Research & Papers

New paper proves optimal Edgeworth expansions for finite-width neural nets

How well do finite-width networks approximate their infinite-width limits?

Deep Dive

A new paper by Lucia Celli (arXiv:2605.24072) tackles a fundamental question in deep learning theory: how do finite-width neural networks deviate from their infinite-width Gaussian process limit? The answer comes in the form of optimal non-asymptotic Edgeworth expansions—higher-order corrections that capture the cumulant structure of finite-width networks. For a network evaluated on a finite set of inputs, the law of the true output can be approximated by an Edgeworth expansion of arbitrary order 4m-1, with a total variation error bounded by n^{-m} (where n is related to width or sample size). Crucially, the author proves matching lower bounds, showing these rates are sharp.

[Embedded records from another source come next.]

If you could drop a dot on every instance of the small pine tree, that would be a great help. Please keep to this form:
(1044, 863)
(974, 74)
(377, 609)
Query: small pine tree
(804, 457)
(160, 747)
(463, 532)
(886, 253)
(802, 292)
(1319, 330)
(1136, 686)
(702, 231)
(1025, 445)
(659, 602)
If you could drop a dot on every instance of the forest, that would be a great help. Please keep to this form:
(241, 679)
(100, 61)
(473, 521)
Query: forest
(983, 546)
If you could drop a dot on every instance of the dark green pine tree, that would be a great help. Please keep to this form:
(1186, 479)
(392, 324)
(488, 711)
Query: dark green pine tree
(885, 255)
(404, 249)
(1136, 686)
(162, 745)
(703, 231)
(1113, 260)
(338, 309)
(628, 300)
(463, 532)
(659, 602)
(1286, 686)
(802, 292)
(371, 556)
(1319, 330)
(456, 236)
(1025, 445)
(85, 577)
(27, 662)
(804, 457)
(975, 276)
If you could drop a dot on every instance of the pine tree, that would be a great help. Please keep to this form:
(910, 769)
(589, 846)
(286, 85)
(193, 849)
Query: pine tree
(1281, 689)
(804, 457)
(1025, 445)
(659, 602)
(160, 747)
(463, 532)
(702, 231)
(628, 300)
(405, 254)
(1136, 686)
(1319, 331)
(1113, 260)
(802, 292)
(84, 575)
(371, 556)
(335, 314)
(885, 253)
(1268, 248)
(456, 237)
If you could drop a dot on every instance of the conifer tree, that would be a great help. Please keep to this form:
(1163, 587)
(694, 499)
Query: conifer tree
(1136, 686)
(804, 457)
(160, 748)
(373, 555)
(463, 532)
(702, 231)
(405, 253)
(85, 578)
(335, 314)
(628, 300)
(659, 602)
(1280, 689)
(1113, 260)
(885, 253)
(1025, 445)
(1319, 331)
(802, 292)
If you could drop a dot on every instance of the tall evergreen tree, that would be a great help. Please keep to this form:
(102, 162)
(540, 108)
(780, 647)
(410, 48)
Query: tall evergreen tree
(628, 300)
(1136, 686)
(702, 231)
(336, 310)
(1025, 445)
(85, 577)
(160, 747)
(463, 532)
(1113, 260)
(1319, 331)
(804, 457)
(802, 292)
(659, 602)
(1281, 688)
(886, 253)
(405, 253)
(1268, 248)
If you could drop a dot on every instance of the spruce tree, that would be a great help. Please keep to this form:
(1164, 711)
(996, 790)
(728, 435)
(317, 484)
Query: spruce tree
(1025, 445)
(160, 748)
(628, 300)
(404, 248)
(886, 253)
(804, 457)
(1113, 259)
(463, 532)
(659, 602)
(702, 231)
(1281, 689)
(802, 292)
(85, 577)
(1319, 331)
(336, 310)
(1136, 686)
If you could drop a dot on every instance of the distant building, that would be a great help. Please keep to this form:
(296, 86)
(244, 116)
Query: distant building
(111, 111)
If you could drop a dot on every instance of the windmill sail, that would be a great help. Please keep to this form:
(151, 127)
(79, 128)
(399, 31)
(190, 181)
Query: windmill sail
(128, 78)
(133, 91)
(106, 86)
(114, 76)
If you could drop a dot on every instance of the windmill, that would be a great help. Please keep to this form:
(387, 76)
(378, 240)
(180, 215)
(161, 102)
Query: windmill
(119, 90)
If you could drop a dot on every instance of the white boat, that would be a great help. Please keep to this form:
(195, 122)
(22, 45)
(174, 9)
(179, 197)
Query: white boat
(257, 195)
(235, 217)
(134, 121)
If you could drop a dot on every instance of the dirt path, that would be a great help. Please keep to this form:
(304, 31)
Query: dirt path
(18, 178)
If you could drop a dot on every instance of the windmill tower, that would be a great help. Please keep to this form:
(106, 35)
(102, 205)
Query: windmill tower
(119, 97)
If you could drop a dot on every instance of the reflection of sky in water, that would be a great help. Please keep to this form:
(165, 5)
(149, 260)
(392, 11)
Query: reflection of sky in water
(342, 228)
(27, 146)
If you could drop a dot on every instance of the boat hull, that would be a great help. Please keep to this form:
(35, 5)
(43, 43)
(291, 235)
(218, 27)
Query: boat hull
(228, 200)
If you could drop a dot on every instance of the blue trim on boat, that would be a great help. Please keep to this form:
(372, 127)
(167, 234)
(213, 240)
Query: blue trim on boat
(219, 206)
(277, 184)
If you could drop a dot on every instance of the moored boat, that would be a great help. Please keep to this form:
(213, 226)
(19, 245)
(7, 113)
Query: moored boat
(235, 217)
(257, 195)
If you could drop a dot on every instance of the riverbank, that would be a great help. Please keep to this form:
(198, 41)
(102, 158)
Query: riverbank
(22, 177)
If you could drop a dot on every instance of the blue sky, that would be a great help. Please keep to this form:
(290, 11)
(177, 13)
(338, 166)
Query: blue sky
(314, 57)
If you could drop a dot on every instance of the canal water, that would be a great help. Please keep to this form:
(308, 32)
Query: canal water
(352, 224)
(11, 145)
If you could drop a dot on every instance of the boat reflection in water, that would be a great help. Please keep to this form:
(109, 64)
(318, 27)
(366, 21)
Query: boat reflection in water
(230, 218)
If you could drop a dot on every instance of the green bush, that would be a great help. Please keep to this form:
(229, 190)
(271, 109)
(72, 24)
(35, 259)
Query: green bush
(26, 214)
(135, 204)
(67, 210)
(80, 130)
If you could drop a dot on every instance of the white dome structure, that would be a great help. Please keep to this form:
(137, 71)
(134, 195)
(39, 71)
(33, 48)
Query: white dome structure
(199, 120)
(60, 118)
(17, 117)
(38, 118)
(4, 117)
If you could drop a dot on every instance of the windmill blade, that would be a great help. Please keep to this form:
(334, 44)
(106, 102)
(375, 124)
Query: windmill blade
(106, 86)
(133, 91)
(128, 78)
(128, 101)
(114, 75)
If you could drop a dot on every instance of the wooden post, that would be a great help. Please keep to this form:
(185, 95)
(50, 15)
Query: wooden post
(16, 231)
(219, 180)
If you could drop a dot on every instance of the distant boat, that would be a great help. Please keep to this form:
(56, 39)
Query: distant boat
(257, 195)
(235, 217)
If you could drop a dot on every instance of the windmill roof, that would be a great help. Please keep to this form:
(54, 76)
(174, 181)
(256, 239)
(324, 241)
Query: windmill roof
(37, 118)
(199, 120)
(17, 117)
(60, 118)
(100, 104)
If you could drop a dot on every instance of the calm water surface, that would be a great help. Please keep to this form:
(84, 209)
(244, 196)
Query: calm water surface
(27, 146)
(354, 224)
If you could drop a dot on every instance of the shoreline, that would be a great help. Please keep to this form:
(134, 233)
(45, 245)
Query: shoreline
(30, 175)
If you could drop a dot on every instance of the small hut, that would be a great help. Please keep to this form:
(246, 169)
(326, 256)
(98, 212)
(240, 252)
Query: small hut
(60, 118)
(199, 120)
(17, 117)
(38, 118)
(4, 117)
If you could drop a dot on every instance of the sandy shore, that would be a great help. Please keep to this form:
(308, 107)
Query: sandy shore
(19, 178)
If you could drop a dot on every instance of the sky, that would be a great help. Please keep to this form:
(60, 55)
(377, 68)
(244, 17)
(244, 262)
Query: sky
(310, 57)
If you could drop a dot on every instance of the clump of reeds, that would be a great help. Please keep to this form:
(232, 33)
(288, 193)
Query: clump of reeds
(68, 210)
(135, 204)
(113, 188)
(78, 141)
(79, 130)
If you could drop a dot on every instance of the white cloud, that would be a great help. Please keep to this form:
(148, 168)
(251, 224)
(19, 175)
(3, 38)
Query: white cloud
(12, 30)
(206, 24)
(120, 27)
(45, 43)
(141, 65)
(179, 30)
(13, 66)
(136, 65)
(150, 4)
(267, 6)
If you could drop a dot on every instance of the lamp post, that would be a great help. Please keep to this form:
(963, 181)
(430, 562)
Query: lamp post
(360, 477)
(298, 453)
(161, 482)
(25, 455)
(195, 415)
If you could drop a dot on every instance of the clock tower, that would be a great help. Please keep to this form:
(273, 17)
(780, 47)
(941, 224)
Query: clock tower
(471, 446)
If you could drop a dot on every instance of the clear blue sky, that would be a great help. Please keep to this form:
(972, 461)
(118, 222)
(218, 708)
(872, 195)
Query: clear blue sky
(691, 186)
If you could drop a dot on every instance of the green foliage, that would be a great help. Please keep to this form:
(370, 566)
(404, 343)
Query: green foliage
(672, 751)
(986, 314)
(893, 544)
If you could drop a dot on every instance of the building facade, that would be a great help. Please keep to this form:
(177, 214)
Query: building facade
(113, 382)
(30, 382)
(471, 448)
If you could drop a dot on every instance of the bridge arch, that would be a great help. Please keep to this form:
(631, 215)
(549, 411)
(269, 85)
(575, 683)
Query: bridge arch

The results rely on standard assumptions (invertible covariance matrix, polynomially bounded activation) and encompass any sequence of conditionally Gaussian vectors converging to a Gaussian with invertible covariance. As a concrete application, Celli quantifies the error in Bayesian posterior distributions when the prior is replaced by its Edgeworth expansion—a common practical shortcut. This work provides the first optimal non-asymptotic guarantees for multivariate Edgeworth expansions in the context of neural networks, closing a gap between theory and practice. For researchers and practitioners using Bayesian deep learning or Gaussian process approximations, these bounds offer rigorous error control and a path to more accurate finite-width corrections.

Key Points
  • Establishes optimal non-asymptotic total variation bounds of order n^{-m} for Edgeworth expansions of arbitrary order 4m-1
  • Applies to fully connected networks with Gaussian initialization and polynomially bounded activation functions
  • Provides rigorous error quantification for Bayesian posterior approximations using Edgeworth-expanded priors

Why It Matters

Rigorous error bounds for finite-width corrections enable safer Bayesian deep learning and tighter Gaussian process approximations.